心の中を心の目で見ても何もない。何もない心の空間が広がっているだけだ。この空間は心の空間であり、心は空間でもあるのだ。その広がりは、外的な世界を包み込むと同時に、過去現在未来という自分軸も含めると、三次元空間に過ぎない外界の世界よりも遥かに大きな世界を内包していることになる。ユングは普遍的な無意識を想定し、そこには人間発生以前の経験も含まれていると考えた。それはユングの単なる理論的な考えではなく、個体発生は系統発生を繰り返すという仮説に支えられているし、胎児の顔の研究に取り組んだ三木茂夫はその変化の様子を胎児の写真で示している。だから、われわれの心には爬虫類の時代からの記憶が繰り込まれているのではないか思わざるを得ない。
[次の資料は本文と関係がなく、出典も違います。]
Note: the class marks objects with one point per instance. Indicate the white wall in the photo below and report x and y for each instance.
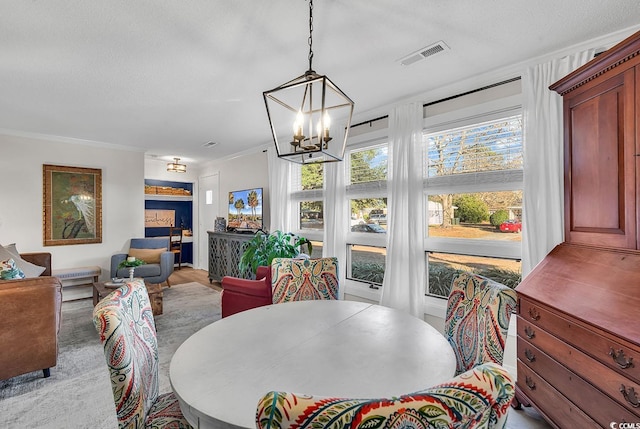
(21, 208)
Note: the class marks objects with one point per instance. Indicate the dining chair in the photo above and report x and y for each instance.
(127, 331)
(477, 319)
(304, 279)
(175, 243)
(478, 398)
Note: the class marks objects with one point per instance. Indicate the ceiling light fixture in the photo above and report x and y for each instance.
(300, 114)
(176, 167)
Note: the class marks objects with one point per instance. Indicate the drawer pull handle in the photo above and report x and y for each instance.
(530, 384)
(619, 358)
(630, 396)
(530, 333)
(529, 355)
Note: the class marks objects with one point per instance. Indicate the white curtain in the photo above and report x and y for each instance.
(543, 205)
(336, 216)
(403, 284)
(279, 199)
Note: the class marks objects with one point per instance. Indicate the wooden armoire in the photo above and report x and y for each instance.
(579, 309)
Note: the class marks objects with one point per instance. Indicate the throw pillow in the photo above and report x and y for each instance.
(10, 252)
(150, 256)
(9, 271)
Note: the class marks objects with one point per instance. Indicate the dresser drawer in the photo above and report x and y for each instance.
(592, 400)
(616, 354)
(562, 412)
(605, 378)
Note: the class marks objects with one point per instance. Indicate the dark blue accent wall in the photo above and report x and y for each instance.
(183, 208)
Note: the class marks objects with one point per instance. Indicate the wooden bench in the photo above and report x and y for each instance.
(77, 282)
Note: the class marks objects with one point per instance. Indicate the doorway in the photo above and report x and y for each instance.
(208, 195)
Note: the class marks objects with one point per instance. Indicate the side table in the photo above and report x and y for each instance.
(154, 291)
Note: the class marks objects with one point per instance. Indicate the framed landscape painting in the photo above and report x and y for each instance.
(72, 200)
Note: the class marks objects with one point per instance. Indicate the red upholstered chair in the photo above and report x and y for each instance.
(243, 294)
(286, 280)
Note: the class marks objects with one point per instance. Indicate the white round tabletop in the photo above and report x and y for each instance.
(326, 348)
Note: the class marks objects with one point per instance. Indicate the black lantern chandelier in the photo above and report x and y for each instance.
(301, 111)
(176, 167)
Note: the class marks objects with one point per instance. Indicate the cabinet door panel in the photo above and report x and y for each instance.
(600, 165)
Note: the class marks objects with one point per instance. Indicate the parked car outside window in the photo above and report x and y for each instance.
(379, 218)
(368, 227)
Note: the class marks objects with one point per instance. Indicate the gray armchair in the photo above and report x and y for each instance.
(152, 271)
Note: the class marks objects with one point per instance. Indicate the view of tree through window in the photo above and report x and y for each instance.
(312, 176)
(489, 146)
(485, 155)
(368, 165)
(480, 215)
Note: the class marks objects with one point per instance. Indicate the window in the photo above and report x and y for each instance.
(367, 264)
(473, 205)
(443, 266)
(366, 194)
(307, 186)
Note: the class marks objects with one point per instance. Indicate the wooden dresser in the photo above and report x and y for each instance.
(579, 309)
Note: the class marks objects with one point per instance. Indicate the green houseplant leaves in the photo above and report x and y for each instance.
(263, 248)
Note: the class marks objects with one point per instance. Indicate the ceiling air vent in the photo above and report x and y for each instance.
(423, 53)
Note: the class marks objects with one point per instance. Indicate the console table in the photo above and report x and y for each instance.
(225, 250)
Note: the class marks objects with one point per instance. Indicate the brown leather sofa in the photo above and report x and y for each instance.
(30, 314)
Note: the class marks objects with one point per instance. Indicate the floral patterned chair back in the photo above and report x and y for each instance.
(478, 398)
(304, 279)
(127, 331)
(477, 319)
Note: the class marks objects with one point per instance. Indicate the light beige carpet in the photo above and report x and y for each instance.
(78, 393)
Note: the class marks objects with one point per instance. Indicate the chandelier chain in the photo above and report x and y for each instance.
(310, 34)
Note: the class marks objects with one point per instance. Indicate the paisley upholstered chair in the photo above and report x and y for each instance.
(478, 398)
(304, 279)
(477, 319)
(127, 331)
(285, 280)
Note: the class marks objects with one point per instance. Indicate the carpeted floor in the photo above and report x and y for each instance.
(78, 393)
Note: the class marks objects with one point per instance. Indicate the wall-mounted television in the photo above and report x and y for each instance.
(245, 210)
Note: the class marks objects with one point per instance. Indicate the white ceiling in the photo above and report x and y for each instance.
(167, 76)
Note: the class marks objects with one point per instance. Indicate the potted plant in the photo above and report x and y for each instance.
(131, 262)
(263, 248)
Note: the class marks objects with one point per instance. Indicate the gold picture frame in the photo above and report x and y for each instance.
(72, 205)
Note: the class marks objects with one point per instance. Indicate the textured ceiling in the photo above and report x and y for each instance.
(168, 76)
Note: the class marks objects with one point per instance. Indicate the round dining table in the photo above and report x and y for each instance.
(326, 348)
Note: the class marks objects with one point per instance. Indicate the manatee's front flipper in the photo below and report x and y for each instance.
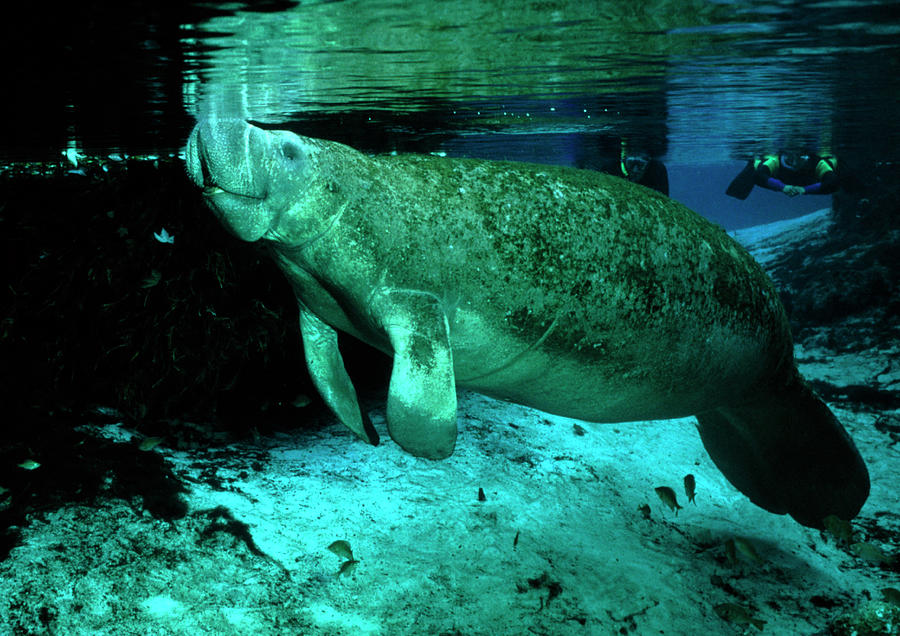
(326, 368)
(789, 454)
(421, 408)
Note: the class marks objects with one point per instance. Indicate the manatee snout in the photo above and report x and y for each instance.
(228, 158)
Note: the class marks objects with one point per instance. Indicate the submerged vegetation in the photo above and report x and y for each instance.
(122, 295)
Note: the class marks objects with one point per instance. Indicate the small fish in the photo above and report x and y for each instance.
(738, 615)
(870, 553)
(347, 567)
(301, 400)
(839, 528)
(342, 549)
(164, 237)
(152, 279)
(891, 595)
(667, 495)
(72, 156)
(689, 486)
(149, 443)
(746, 548)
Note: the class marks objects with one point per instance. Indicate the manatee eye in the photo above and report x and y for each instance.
(290, 150)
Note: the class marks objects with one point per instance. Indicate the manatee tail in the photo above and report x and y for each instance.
(789, 454)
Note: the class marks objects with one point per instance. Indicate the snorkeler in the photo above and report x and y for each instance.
(788, 172)
(641, 168)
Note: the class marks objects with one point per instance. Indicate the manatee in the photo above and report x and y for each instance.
(566, 290)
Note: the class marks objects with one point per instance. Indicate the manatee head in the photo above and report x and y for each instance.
(250, 177)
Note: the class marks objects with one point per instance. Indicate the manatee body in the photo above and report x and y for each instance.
(567, 290)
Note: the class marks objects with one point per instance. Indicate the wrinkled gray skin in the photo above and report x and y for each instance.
(566, 290)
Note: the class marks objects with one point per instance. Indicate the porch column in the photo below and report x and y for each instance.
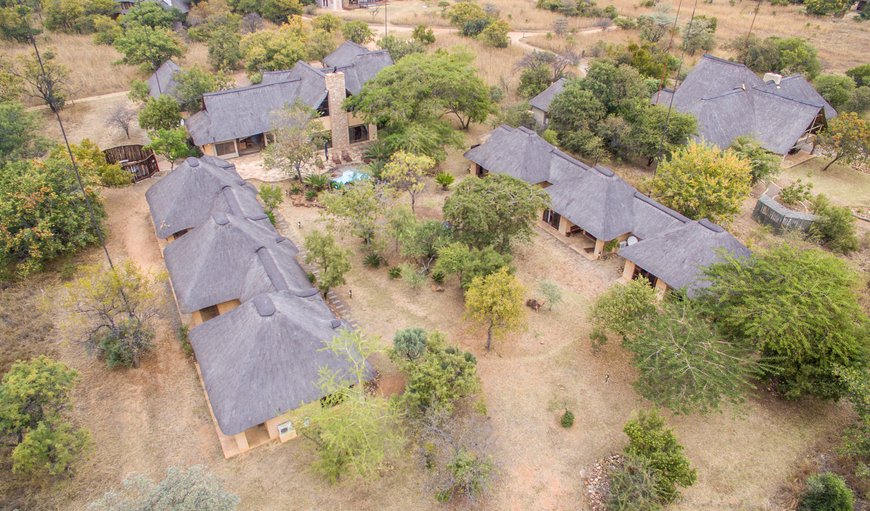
(628, 271)
(241, 441)
(599, 248)
(564, 226)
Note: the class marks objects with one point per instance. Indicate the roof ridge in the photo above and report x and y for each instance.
(250, 87)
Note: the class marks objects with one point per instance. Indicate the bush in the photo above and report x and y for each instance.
(834, 226)
(652, 442)
(795, 193)
(445, 179)
(409, 343)
(633, 487)
(827, 492)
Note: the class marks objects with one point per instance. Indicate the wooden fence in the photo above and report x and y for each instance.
(769, 212)
(134, 159)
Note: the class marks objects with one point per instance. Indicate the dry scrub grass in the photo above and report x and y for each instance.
(92, 67)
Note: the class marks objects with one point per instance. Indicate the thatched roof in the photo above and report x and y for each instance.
(729, 100)
(263, 358)
(543, 100)
(679, 256)
(162, 81)
(599, 202)
(214, 263)
(184, 198)
(246, 111)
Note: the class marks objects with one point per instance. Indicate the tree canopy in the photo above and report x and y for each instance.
(495, 211)
(800, 310)
(703, 181)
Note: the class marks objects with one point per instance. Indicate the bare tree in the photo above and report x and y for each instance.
(120, 118)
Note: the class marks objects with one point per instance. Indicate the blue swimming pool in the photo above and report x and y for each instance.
(349, 176)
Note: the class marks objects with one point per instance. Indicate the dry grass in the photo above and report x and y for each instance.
(91, 66)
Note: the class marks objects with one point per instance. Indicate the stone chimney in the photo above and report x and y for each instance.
(337, 116)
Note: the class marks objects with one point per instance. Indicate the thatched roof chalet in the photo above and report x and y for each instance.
(246, 111)
(185, 197)
(217, 262)
(595, 199)
(729, 100)
(263, 358)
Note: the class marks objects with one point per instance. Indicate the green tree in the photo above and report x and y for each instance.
(860, 74)
(848, 138)
(421, 89)
(698, 34)
(399, 48)
(534, 80)
(33, 392)
(147, 47)
(836, 89)
(359, 206)
(115, 309)
(357, 31)
(468, 263)
(327, 22)
(824, 7)
(43, 213)
(799, 308)
(650, 440)
(161, 113)
(438, 377)
(297, 134)
(762, 162)
(224, 49)
(49, 449)
(495, 34)
(621, 308)
(406, 172)
(496, 301)
(494, 211)
(409, 344)
(92, 163)
(19, 133)
(684, 364)
(169, 143)
(150, 14)
(827, 492)
(331, 260)
(192, 83)
(703, 182)
(192, 489)
(834, 226)
(357, 434)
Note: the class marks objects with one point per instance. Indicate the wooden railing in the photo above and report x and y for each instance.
(134, 159)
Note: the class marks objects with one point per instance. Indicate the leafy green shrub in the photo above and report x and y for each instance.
(651, 441)
(438, 277)
(271, 196)
(445, 179)
(409, 343)
(827, 492)
(834, 226)
(633, 487)
(373, 260)
(796, 193)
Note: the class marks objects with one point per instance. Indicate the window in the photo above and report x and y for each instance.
(209, 313)
(358, 133)
(323, 109)
(223, 148)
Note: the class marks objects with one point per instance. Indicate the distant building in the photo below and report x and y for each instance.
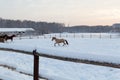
(21, 31)
(116, 27)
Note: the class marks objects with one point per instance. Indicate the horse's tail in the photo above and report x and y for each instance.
(66, 42)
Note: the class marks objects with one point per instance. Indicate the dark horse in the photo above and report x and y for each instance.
(10, 37)
(57, 41)
(2, 40)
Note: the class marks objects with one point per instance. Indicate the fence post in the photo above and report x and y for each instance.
(36, 66)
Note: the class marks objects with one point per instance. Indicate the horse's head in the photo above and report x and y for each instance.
(13, 35)
(53, 38)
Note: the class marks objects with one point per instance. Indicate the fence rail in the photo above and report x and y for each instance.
(74, 35)
(36, 60)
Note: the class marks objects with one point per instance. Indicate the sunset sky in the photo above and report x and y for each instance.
(72, 12)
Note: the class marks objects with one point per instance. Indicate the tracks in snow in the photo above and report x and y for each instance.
(66, 58)
(14, 69)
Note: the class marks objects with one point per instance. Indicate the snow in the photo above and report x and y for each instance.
(96, 49)
(53, 69)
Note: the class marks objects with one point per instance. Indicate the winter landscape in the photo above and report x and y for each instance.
(59, 39)
(96, 49)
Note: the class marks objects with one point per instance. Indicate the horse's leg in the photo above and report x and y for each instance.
(58, 44)
(64, 43)
(54, 44)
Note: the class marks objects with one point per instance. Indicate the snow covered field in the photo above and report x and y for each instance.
(96, 49)
(53, 69)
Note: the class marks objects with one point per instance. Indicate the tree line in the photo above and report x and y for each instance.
(53, 27)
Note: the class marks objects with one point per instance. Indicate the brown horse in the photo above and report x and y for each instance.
(10, 37)
(2, 40)
(57, 41)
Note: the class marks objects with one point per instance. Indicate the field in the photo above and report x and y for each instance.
(95, 48)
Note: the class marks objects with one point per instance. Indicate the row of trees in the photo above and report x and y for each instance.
(40, 27)
(45, 27)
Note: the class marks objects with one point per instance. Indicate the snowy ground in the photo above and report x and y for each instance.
(96, 49)
(53, 69)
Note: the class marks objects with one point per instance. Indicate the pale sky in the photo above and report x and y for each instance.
(72, 12)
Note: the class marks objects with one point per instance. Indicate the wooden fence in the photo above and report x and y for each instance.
(37, 55)
(74, 35)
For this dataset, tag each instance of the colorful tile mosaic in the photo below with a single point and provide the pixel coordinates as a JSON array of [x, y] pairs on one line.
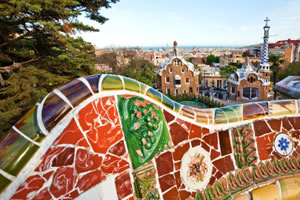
[[143, 145]]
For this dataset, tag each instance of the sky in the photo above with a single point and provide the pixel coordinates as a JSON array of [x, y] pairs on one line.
[[194, 23]]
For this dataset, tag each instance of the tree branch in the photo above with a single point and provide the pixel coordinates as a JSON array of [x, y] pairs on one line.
[[15, 65], [16, 38]]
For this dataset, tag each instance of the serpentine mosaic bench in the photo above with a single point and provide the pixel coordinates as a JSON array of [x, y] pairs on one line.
[[111, 137]]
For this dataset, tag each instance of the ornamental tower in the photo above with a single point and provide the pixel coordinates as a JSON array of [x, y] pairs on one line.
[[264, 64]]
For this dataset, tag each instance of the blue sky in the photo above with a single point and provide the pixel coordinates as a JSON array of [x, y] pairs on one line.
[[195, 22]]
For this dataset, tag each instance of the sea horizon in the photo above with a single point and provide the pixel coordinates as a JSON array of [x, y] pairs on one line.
[[171, 47]]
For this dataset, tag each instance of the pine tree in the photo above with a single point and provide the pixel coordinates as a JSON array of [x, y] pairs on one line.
[[39, 52]]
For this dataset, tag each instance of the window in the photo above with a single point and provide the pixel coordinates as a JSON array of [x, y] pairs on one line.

何もない心の空間に、ここに書くような何から唐突に湧いてくる。少し前まで何も考えていなかったことが湧いてくる。何を書いて良いかわからないから、とにかくワープロの前に座り、ワードを開き心とは何かと書いてみる。すると次に書くことが出てくるという具合である。しっかり考えて書くという人もあるが、こうして出てくるものがまとまるのを待つのも一つの書き方であろう。考えはこうして泉のごとくに働いている。少し掘ると湧き出てくる泉である。何もない向こうから出てくるので、何もない向こうのことを無意識というのであろう。この無意識が無限の広がりを持っているらしいのである。フロイトは過去の経験の蓄積しているところと考えた。それも個人的な経験の範囲でフロイトは考えた。神経症のレベルではそれで十分であったろう。しかし、統合失調症のレベルで考えると、個人の経験だけでは到底説明がつかなくなって、ユングは人類の無意識と言ってもいいような普遍的な無意識を想定しなければならなくなったのである。